Ein morgendliches Kultur-Vergnügen wurde am Valentinstag im Montforthaus geboten.
Feldkirch Allen romantischen Frühaufstehern bot das Montforthaus zum Valentinstag ein besonderes Vergnügen: Ein Morgenkonzert mit Musik und Lyrik zum Sonnenaufgang. Einen schöneren Start in den Festtag der Liebenden hätte es wohl nicht geben können, als mit Tobias Krüger und Franziska Fleischanderl gefühlvollen Texten über die Liebe zu den bezaubernden Klängen des Salterio, eines barocken Hackbretts, zu lauschen. Schon im Alter von vier Jahren verliebte sich Franziska Fleischanderl in den klaren und sphärischen Klang der Harfe.

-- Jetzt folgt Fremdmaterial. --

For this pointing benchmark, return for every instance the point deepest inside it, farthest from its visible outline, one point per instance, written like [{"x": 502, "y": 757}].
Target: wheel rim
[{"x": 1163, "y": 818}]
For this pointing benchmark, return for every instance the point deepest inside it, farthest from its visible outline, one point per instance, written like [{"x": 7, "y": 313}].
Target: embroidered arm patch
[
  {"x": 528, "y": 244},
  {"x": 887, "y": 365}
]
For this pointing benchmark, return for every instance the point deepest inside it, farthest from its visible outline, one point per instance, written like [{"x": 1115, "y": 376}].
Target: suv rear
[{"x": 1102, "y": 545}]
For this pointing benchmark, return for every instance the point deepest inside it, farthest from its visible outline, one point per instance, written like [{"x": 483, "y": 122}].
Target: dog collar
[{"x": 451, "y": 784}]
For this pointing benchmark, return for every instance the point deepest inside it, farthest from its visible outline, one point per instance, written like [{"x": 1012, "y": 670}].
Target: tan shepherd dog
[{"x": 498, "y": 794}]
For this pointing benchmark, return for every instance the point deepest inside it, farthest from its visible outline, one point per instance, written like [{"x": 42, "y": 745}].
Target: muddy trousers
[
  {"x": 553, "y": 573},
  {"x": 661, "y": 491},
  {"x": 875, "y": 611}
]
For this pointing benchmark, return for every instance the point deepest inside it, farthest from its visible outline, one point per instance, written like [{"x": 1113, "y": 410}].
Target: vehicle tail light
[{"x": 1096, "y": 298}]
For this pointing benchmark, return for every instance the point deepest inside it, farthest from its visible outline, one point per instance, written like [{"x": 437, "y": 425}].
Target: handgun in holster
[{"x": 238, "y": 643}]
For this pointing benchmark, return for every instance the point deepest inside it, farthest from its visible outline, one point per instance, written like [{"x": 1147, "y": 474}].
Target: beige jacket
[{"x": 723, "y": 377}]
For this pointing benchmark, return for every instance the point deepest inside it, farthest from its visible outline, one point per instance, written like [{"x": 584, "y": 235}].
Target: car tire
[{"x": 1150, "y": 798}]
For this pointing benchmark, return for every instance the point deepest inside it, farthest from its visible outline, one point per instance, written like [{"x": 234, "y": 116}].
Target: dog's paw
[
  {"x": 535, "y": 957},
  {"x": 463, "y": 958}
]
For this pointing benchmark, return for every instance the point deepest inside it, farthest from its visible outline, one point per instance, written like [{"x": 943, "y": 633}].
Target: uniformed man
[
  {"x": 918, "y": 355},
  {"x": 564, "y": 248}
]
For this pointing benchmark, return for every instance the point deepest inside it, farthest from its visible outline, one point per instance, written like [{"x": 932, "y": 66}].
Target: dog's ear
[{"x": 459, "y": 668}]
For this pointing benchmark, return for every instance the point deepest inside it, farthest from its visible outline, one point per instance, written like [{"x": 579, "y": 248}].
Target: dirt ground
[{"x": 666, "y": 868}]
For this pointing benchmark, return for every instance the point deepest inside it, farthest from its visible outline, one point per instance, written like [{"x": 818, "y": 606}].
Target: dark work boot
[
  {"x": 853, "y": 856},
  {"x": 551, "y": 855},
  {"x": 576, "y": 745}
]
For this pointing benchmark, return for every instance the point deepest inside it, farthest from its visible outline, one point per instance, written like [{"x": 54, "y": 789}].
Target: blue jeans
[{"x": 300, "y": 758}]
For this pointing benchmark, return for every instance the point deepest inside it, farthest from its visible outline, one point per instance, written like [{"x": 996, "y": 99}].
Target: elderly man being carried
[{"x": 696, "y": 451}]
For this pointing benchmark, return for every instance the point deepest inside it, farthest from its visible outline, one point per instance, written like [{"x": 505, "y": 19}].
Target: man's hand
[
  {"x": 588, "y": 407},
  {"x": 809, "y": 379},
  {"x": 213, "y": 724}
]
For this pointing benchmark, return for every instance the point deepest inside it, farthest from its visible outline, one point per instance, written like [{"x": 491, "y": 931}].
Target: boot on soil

Seit 2015 ist sie auf das italienische Salterio spezialisiert. Mal wie bei einem Psalterium gezupft und mal wie am Hackbrett geschlagen, entlockte die Virtuosin dem vielseitigen Instrument seine allerschönsten Melodien und Klangfarben. Dabei durfte natürlich Vivaldi nicht fehlen, der das Salterio auch in der Oper einsetzte.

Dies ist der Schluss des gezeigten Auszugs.